The following is a sample, Chaos-Toolkit experiment file to block all traffic to the application.

{
  "version": "0.1.0",
  "title": "Blocking spring-music makes it unreachable.",
  "description": "This is a testing experiment to verify the script's block traffic function works.",
  "tags": ["cloudfoundry", "bosh", "springboot"],
  "configuration": {
    "TODO": "Some of this needs to be part of the application configuration since the user of this would not know what the cli commands are for instance.",
    "bosh": {
      "cmd": "bosh2",
      "env": "tt-stg02",
      "cf-dep": "cf-da0ba81cb255ad93a508",
      "cfdot-dc": "diego_cell/0"
    },
    "cf": {
      "cmd": "cf"
    },
    "container-port-whitelist": [22, 2222],
    "host-port-whitelist": [],
    "service-whitelist": ["T-Logger"],
    "quantum": 6000
  },
  "steady-state-hypothesis": {
    "title": "We can access the application and other neighboring applications (This should fail because we block all traffic)",
    "probes": [
      {
        "type": "probe",
        "name": "spring-music-responds",
        "tolerance": 200,
        "provider": {
          "type": "http",
          "url": "http://spring-music-interested-bonobo.apps.tt-stg02.cf.t-mobile.com/"
        }
      },
      {
        "type": "probe",
        "name": "spring-music2-responds",
        "tolerance": 200,
        "provider": {
          "type": "http",
          "url": "http://spring-music2-lean-sable.apps.tt-stg02.cf.t-mobile.com/"
        }
      }
    ]
  },
  "method": [
    {
      "type": "action",
      "name": "block-traffic",
      "provider": {
        "type": "python",
        "module": "monarch.pcf.actions",
        "func": "block_traffic",
        "arguments": {
          "org": "sys-tmo",
          "space": "test",
          "appname": "spring-music"
        }
      }
    }
  ],
  "rollbacks": [
    {
      "type": "action",
      "name": "unblock-traffic",
      "provider": {
        "type": "python",
        "module": "monarch.pcf.actions",
        "func": "unblock_traffic",
        "arguments": {
          "org": "sys-tmo",
          "space": "test",
          "appname": "spring-music"
        }
      }
    }
  ]
}

CLI Interface

For now, there is no CLI interface, instead use an interactive python shell session. See bleow.

From Python Shell

Example session:

from monarch.pcf.config import Config
from monarch.pcf.app import App

Config().load_yaml('config/tt-stg02.yml')

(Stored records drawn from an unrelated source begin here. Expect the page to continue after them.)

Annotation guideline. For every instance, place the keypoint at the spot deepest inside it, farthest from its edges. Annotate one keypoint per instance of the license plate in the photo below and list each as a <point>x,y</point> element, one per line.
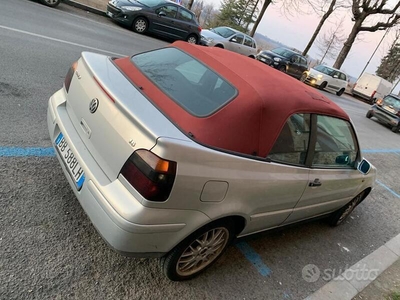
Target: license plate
<point>389,109</point>
<point>70,161</point>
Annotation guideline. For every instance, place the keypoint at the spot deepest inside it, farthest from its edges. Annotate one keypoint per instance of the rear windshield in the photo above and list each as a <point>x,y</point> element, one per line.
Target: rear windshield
<point>392,101</point>
<point>188,82</point>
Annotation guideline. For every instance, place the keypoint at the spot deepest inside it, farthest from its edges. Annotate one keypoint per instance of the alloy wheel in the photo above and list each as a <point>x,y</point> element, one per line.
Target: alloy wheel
<point>202,251</point>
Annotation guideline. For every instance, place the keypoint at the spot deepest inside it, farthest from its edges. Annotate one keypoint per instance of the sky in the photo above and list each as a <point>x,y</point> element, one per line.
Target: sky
<point>296,31</point>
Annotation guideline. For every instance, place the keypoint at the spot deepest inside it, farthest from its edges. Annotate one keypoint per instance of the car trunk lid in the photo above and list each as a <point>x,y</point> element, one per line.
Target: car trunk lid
<point>111,116</point>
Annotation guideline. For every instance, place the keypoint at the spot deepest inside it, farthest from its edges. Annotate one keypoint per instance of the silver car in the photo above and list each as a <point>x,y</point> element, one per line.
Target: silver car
<point>175,152</point>
<point>229,39</point>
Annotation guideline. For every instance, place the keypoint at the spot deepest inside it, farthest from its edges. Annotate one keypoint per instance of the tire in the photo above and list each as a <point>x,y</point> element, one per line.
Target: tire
<point>282,69</point>
<point>140,25</point>
<point>340,93</point>
<point>192,39</point>
<point>51,3</point>
<point>216,237</point>
<point>341,214</point>
<point>323,85</point>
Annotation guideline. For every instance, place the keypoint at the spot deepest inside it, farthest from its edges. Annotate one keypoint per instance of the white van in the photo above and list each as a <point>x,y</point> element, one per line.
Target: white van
<point>371,87</point>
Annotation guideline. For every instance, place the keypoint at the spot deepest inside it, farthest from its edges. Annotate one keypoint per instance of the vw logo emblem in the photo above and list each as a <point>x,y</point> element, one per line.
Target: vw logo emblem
<point>93,105</point>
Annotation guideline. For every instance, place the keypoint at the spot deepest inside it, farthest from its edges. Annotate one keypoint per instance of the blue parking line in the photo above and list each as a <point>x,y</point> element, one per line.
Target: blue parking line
<point>381,151</point>
<point>254,258</point>
<point>25,152</point>
<point>388,188</point>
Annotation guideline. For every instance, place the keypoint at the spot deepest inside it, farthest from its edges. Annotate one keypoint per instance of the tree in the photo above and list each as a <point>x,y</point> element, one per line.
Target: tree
<point>324,17</point>
<point>258,20</point>
<point>236,14</point>
<point>329,44</point>
<point>389,68</point>
<point>361,10</point>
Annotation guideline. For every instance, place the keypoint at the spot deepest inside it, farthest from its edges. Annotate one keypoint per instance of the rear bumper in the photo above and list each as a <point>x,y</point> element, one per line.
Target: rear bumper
<point>119,216</point>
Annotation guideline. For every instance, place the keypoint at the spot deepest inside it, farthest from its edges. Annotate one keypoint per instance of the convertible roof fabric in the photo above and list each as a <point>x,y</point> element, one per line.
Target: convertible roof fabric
<point>252,121</point>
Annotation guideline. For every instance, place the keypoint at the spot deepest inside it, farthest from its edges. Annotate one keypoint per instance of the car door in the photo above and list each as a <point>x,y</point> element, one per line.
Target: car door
<point>235,43</point>
<point>165,21</point>
<point>334,178</point>
<point>280,183</point>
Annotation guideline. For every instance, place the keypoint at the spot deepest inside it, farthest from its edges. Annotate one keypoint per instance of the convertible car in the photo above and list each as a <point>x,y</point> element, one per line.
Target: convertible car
<point>174,152</point>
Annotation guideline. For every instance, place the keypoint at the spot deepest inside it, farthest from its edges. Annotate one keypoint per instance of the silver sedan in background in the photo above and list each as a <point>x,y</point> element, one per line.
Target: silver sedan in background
<point>229,39</point>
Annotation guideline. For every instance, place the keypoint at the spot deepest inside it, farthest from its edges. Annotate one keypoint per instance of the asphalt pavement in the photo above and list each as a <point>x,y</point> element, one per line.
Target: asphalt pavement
<point>50,250</point>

app = App.discover('sys-tmo', 'ce-service-registry', 'spring-music')

app.block()
app.unblock()

app.crash_random_instance(2) # will require that you rediscover the app once CF brings a new container up
app = App.discover('sys-tmo', 'ce-service-registry', 'spring-music')

app.block_services('musicdb')
app.unblock_services()

Tests

Unit tests are written with pytest and can be run with ./setup.py test. Before running the tests, you will need to add tests/config/app_test.yml which is the same as the above configuration with the following appended:

# ...
testing:
  org: coolkids
  space: ce-testing
  appname: spring-music
  push-app: true
  db-market-name: p-mysql
  db-plan: 100mb
  db-instance-name: musicdb

You will also need to include the credential sections for the bosh and cf cli configs. If push-app is true, it will expect the org and space to be pre-existing, but deploy spring-music from scratch (meaning db-instance-name and appname should not already exist). It will perform cleanup after tests are done leaving the space in the state it was originally.

These tests can be run from within docker using

License

Monarch is open-sourced under the terms of section 7 of the Apache 2.0 license and is released AS-IS WITHOUT WARRANTIES OR CONDITIONS OF ANY KIND.